Lestat's hand flew out and delivered a hard, smart jab to the bouncer's jaw, whose head then snapped back with surprising speed, demonstrating that there was in fact a neck somewhere within the bulbousness. The bouncer then slithered to the ground, eyes closed and meek. 

The other two bouncers watched him fall and stepped towards Lestat, confused. Drac delivered what looked like a hand squeeze to the fat folds on the back of where the neck should be on one bouncer, who fell obediently like a stone.

The Mummy reached out and hugged the remaining bouncer near his armpit; the bouncer flailed helplessly, eyes wide in desperation before closing as he too slumped silently to join his prone colleagues. 

"You know, we could just get to the point without your 'discourses', don't you?" Drac glared at Lestat.

Lestat shrugged an elegant shoulder. "They needed to hear some home truths." He opened the door and the loud, frenetic music fell out.
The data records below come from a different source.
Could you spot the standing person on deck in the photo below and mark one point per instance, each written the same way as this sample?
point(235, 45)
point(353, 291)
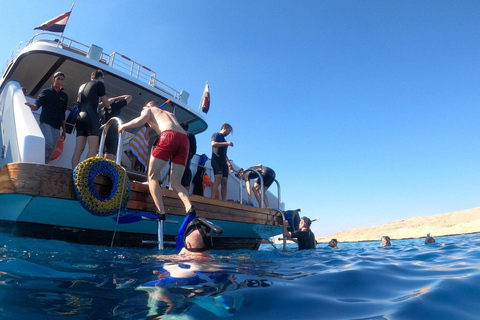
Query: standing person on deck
point(220, 162)
point(107, 113)
point(304, 236)
point(88, 126)
point(54, 102)
point(187, 174)
point(268, 176)
point(173, 145)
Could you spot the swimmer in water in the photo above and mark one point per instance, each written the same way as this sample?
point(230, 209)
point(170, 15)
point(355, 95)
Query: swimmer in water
point(386, 241)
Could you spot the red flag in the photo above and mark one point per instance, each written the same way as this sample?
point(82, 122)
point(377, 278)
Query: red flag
point(206, 98)
point(56, 24)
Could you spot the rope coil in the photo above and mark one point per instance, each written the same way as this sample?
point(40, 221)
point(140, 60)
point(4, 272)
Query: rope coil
point(84, 175)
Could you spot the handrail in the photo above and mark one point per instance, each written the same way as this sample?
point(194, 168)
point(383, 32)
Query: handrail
point(115, 60)
point(105, 127)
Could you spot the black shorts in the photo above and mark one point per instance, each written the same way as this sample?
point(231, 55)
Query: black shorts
point(268, 178)
point(87, 123)
point(220, 168)
point(111, 140)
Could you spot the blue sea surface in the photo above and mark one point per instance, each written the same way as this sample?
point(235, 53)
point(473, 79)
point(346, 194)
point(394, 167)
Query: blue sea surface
point(42, 279)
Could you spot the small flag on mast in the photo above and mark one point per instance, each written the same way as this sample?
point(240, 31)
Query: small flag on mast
point(56, 24)
point(205, 103)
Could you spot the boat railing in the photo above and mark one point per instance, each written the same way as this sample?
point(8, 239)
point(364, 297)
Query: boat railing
point(105, 127)
point(262, 203)
point(115, 60)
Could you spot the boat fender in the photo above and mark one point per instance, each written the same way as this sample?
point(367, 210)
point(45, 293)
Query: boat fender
point(84, 175)
point(293, 218)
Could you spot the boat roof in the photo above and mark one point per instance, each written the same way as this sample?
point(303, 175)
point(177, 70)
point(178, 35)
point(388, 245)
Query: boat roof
point(33, 64)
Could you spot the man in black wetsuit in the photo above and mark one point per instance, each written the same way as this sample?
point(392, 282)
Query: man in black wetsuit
point(87, 121)
point(305, 237)
point(220, 162)
point(268, 176)
point(54, 102)
point(107, 113)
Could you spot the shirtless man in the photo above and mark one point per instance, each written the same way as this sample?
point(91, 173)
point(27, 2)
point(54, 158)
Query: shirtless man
point(173, 145)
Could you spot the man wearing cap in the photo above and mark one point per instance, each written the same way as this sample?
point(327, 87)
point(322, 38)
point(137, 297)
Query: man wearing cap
point(54, 102)
point(304, 236)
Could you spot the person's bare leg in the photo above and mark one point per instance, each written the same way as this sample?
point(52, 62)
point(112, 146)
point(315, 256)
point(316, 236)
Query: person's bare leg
point(217, 180)
point(92, 146)
point(175, 181)
point(223, 192)
point(79, 147)
point(154, 169)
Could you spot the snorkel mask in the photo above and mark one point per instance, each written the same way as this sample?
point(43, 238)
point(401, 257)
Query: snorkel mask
point(203, 226)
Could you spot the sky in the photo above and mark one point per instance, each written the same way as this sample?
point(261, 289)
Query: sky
point(367, 110)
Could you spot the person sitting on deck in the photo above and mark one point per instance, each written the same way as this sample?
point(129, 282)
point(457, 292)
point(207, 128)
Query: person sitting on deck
point(304, 236)
point(386, 241)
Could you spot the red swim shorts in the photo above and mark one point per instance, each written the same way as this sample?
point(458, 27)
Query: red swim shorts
point(172, 146)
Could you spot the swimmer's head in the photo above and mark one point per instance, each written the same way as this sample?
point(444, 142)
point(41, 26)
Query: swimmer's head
point(386, 241)
point(197, 235)
point(306, 222)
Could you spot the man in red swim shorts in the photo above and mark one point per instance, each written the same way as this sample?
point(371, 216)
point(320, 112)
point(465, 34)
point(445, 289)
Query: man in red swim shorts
point(173, 145)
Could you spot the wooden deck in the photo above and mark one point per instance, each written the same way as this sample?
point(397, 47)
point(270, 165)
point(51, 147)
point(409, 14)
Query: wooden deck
point(49, 181)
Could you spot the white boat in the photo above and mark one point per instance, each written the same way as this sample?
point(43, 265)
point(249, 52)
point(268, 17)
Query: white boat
point(38, 200)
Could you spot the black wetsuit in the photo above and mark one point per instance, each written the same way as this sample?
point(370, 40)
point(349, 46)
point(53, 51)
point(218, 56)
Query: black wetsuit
point(267, 173)
point(306, 239)
point(219, 156)
point(111, 141)
point(187, 174)
point(87, 120)
point(54, 106)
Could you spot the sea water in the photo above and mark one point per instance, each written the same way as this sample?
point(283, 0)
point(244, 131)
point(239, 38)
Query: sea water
point(42, 279)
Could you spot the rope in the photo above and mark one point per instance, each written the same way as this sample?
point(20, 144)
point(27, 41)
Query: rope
point(119, 208)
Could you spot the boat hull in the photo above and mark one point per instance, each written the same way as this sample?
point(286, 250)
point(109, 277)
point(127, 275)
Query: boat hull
point(39, 201)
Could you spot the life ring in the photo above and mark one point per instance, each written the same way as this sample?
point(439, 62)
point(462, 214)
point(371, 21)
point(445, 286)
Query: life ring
point(293, 218)
point(58, 149)
point(83, 176)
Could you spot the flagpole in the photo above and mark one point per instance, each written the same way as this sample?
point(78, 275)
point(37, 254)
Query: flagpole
point(61, 36)
point(201, 100)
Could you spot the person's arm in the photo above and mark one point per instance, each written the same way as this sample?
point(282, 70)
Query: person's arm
point(137, 122)
point(249, 190)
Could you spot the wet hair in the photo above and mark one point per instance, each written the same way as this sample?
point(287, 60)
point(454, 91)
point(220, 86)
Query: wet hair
point(429, 239)
point(153, 102)
point(97, 74)
point(307, 222)
point(58, 74)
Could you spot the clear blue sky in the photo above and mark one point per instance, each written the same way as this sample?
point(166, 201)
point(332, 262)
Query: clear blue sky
point(368, 111)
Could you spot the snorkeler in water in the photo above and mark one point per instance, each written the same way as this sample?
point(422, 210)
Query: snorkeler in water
point(386, 241)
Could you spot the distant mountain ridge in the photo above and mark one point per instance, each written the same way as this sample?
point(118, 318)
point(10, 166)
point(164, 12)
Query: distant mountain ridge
point(459, 222)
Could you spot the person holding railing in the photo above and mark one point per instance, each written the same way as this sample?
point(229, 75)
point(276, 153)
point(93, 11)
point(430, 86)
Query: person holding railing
point(107, 113)
point(220, 163)
point(173, 146)
point(268, 176)
point(54, 102)
point(87, 125)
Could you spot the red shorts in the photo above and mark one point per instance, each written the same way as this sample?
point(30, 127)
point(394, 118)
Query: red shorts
point(172, 146)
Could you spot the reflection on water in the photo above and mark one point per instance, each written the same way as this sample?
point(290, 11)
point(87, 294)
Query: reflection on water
point(53, 280)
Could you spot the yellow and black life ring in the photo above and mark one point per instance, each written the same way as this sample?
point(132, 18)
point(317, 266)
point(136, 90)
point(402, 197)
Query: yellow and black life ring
point(83, 176)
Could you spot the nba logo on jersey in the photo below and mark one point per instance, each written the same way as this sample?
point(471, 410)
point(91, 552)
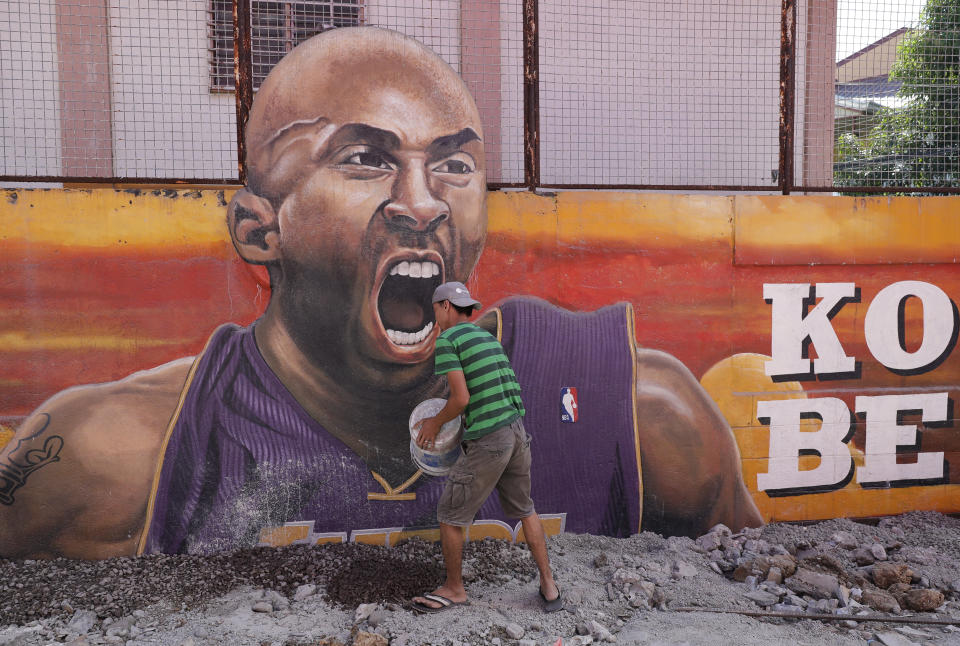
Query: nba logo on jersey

Lestat hid his wince and grandly gestured for Frankie to enter. 

Everyone in Criers' Corner dried their eyes and rushed to follow The Mummy inside, stepping carefully over the sleeping huddle of bouncers' bodies. 

Frankie got into Hollywood that night, and was a very happy chappie, crediting his Akubra for a fabulous night of dancing and flirting and acceptance from a cool and gorgeous bunch of people. 

Drac hooked up with a sulky, silky androgynous couple, both of whose genders remained indeterminate for the entire length of the relationship. 

The Mummy got to unbutton his shirt, show off his bandages and lurch around in a few faux "Mummy"-type moves, which had the girls around him screaming in apparent appreciation. 

Lestat leant against the bar, thinking moodily of his Heidegger text, nursing a whisky, until he heard a couple of girls refer to him as 'Edward'. On reflection, he decided, that was taking things too far. He'd rather be called un-human.